Beasts Head for Home
A Novel
Columbia University Press
Beasts Head for Home
A Novel
Columbia University Press
In the aftermath of World War II, Kuki Kyūzō, a Japanese youth raised in the puppet state of Manchuria, struggles to return home to Japan. What follows is a wild journey involving drugs, smuggling, chases, and capture. Kyūzō finally makes his way to the waters off Japan but finds himself unable to disembark. His nation remains inaccessible to him, and now he questions its very existence. Beasts Head for Home is an acute novel of identity, belonging, and the vagaries of human behavior from an exceptional modern Japanese author.
Abe Kōbō is one of the most respected postwar Japanese fiction writers and internationally recognized for the unique style, philosophical depth, and experimental quality of his fiction.
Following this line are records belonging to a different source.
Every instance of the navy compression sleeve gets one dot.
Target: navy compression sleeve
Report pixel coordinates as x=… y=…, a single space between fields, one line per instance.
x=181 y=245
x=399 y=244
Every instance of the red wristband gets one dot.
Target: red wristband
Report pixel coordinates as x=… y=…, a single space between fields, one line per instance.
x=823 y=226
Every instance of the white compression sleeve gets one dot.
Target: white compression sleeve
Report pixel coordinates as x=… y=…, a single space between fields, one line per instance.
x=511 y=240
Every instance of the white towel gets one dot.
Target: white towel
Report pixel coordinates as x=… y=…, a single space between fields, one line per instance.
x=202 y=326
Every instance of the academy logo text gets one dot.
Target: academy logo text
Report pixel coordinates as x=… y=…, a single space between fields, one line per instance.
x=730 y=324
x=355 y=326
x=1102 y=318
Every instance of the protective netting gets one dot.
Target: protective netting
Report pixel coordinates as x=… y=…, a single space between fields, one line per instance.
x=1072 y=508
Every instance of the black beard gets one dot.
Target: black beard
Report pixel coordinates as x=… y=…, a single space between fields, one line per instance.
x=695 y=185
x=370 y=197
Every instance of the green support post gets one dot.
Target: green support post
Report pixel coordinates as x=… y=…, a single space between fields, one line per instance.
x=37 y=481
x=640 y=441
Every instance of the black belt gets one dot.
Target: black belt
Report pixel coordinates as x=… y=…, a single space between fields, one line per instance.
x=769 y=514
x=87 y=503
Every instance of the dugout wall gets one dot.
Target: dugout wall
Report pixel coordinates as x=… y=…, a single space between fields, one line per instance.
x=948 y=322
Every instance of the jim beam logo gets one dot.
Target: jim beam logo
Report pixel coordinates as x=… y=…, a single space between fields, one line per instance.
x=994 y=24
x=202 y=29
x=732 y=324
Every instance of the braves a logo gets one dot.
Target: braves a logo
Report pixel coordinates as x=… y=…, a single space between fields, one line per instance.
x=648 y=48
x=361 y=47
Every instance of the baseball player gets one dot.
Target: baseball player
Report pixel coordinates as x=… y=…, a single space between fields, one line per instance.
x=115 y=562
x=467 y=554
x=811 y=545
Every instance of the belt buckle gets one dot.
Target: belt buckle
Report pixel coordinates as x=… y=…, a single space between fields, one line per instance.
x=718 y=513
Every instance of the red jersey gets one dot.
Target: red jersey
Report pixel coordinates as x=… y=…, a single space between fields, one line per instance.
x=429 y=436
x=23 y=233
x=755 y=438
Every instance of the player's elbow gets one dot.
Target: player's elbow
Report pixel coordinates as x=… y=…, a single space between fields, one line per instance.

Although Beasts Head for Home is not one of Abe’s most well-known works, readers will be eager to see how he wrote about an important historical moment from an essentially realist perspective. An excellent translation of a novel in need of an English-language version. Travis Workman, author of Imperial Genus: The Formation and Limits of the Human in Modern Korea and Japan
The earliest work by one of Japan’s foremost writers to appear in English, Beasts Head for Home tells the story of a young Japanese man who undertakes a harrowing journey in an attempt to reach Japan after the collapse of the Japanese Empire. The story is particularly affecting to read in this historical moment with so much forced migration all over the world. Calichman’s translation is flawless. J. Keith Vincent, translator of Devils in Daylight by Junichiro Tanizaki
Calichman’s superb translation of Abe’s semiautobiographical novel brings us a Kafkaesque world of displacement where settlers of Manchuria undergo the loss of home, identity, and belonging after the collapse of the Japanese empire. Beasts Head for Home is a haunting and gripping story and an indispensable read for anyone interested in postcolonial studies, settler colonial studies, and the history of empire. Katsuya Hirano, author of The Politics of Dialogic Imagination: Power and Popular Culture in Early Modern Japan
With subtle echoes of a samurai classic, Abe’s autobiographical novel is a memorable portrait of statelessness, exile, and wandering. Kirkus Reviews
This novel is an excellent entry point into Abe’s writing, with much of his signature tone and style. He is a master of controlling the reader’s emotional investment while crafting an increasingly suffocating atmosphere of dread, resulting in a devastating reading experience. Publishers Weekly (starred review)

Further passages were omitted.